Know how that, if possessed by anyone, surely will be by the company who specialises in doing everything they can with one specific hot chilli.
But, before we let our expectations run wild, let’s take a look at what the packaging tells us they should really be.
What we have here is actually a fairly unassuming white label against the light green of the sauce and the darker shade it uses for its shrink wrap. It stands out but it does so by being an unusually plain bottle amidst the dramatic reds and oranges of the hot sauce world.
And, interestingly enough, it works pretty well.
Yet, despite its plain design, there is one other thing that makes this sauce’s packaging stand out. The use of metallic label material, allowed to shine only in places where it would highlight the company name, enhance said label’s outline or draw attention to the central orange heart that encompasses pictures of the ingredients.
From the last of these, we can see that green habanero isn’t the only out there ingredient to be found in this product.

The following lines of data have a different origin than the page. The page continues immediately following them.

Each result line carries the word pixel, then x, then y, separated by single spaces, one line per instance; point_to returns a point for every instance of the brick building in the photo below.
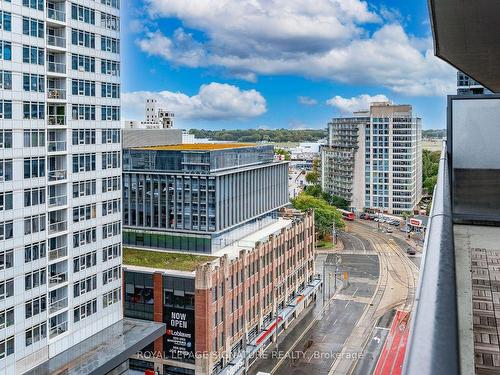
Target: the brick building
pixel 216 306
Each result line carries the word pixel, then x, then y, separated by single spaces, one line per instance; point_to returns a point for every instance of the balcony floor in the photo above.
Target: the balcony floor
pixel 477 250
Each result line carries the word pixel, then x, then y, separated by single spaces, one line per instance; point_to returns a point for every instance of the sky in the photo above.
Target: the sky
pixel 248 64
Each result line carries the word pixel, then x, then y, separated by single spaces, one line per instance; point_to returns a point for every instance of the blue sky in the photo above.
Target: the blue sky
pixel 279 63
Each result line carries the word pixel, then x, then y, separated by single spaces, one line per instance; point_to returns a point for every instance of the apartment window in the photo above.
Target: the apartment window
pixel 5 80
pixel 85 310
pixel 36 333
pixel 84 188
pixel 33 55
pixel 110 136
pixel 34 110
pixel 84 14
pixel 111 184
pixel 35 306
pixel 84 237
pixel 110 90
pixel 84 286
pixel 111 297
pixel 6 259
pixel 6 318
pixel 110 67
pixel 111 252
pixel 6 228
pixel 111 159
pixel 34 138
pixel 6 109
pixel 83 112
pixel 33 27
pixel 110 44
pixel 111 229
pixel 110 113
pixel 111 3
pixel 82 38
pixel 6 201
pixel 83 63
pixel 82 87
pixel 34 167
pixel 6 289
pixel 83 213
pixel 111 274
pixel 34 224
pixel 35 251
pixel 34 4
pixel 84 261
pixel 83 163
pixel 5 50
pixel 110 207
pixel 83 137
pixel 6 347
pixel 5 20
pixel 5 170
pixel 34 196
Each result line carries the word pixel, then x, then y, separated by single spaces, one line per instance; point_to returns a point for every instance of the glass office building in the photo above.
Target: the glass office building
pixel 200 197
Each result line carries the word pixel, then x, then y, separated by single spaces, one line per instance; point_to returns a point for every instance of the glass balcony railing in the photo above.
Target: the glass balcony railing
pixel 57 120
pixel 59 94
pixel 57 15
pixel 57 175
pixel 57 227
pixel 56 41
pixel 60 252
pixel 56 67
pixel 56 146
pixel 58 201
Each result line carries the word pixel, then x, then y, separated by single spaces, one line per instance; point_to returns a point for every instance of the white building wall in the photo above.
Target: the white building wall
pixel 57 152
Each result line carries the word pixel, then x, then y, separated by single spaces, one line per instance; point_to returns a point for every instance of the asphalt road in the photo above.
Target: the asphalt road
pixel 313 351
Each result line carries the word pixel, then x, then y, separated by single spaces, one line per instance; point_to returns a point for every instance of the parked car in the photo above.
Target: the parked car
pixel 410 251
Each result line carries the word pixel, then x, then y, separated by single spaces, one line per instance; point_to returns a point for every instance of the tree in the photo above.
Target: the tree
pixel 324 214
pixel 312 177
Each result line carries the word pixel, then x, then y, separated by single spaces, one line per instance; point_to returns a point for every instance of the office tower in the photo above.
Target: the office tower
pixel 374 159
pixel 60 224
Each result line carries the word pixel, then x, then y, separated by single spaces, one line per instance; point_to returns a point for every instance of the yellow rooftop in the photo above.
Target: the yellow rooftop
pixel 196 146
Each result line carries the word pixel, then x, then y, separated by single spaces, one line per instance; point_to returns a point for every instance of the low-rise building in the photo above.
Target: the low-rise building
pixel 219 307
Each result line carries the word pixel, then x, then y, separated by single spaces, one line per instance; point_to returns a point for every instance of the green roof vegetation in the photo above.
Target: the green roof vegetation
pixel 161 259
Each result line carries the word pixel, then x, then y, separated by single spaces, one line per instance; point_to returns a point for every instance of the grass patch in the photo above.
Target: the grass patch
pixel 158 259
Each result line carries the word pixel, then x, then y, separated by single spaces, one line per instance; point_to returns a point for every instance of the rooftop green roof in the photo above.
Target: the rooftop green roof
pixel 163 260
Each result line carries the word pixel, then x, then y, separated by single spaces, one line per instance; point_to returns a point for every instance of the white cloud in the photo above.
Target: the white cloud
pixel 306 100
pixel 357 103
pixel 323 39
pixel 214 101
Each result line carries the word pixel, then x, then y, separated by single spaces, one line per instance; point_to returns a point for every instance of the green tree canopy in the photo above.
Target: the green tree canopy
pixel 324 214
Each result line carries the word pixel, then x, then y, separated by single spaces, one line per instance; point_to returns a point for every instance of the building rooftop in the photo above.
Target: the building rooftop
pixel 163 259
pixel 197 147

No, we also see the green pods of the nopal cactus, often referred to as prickly pears, despite this name also being used for the actual fruit of the plant.
Besides these, we also see lime, onions and garlic, the more usual ingredients that give some extra body to this sauce.
The whole thing seems like very simple, down to earth, “this is what you’re getting” packaging, designed to fit the brand’s humble origins and image.
But how does it taste?
It’s just as sharp and acidic as its lack of sugars and use of under-ripe chillies had led me to expect but not in a way that makes it unpleasant. Instead, its tartness is refreshing and will likely make it an excellent companion to greasier dishes, though I’d personally be inclined to pair it with cheese salads or use it to liven up green pesto due to the rest of its unusual flavour.
That is, the combined flavour of a green chilli that’s vaguely reminiscent of jalapeño but ironically more akin to something that’s had a little time to age and develop, and the strange, grassy, planty, rather unique taste of cactus. Both supported by the undertones of garlic.
I’ll be honest with you, I don’t like it.
From an objective standpoint, the balance of flavours is simple but well managed and it’s definitely a good quality sauce. It’s just not for everyone.
The flavour of cactus is, it turns out, not something I can personally appreciate, but, unlike with last week’s sauce, I can definitely tell that this product is a good one. Any objections I have to its flavour are all a matter of my own personal taste.
With its bottling, however, I have a far less personal issue:
This dropper cap. The cause of both the pitiful spoonful seen above and the clogging that remains in the neck of my bottle even after I’ve removed it.
With a product of this thickness, I can see how the drop size might be quite large without it but, while it is strong flavoured, I don’t see this sauce overpowering food in flavour or in heat unless really slathered on. And it doesn’t pour rapidly or uncontrollably either.
I do not see why such a restriction on the product’s use is needed, or how it could be seen as a positive unless, like me, you don’t like the taste. In which case, why use it at all?
On this particular sauce, I do not approve of the dropper cap.
But I can certainly appreciate the sauce’s texture without it. Thick and chunky, yet with a juicy element from the lime and vinegar, much like a good homemade salsa.
And, while the small quantity let out by the cap makes it appear mild, this sauce actually reaches the lower end of what I’d call a
without it. A heat that comes in a little late but builds to its peak very rapidly after the initial tartness has gone, letting you enjoy both the flavour and a slightly milder version of the ferocious habanero heat.
It may not be for me but, if the sound of a tart, green cactus sauce appeals to you, this is still a product well worth picking up. And there isn’t much else like it.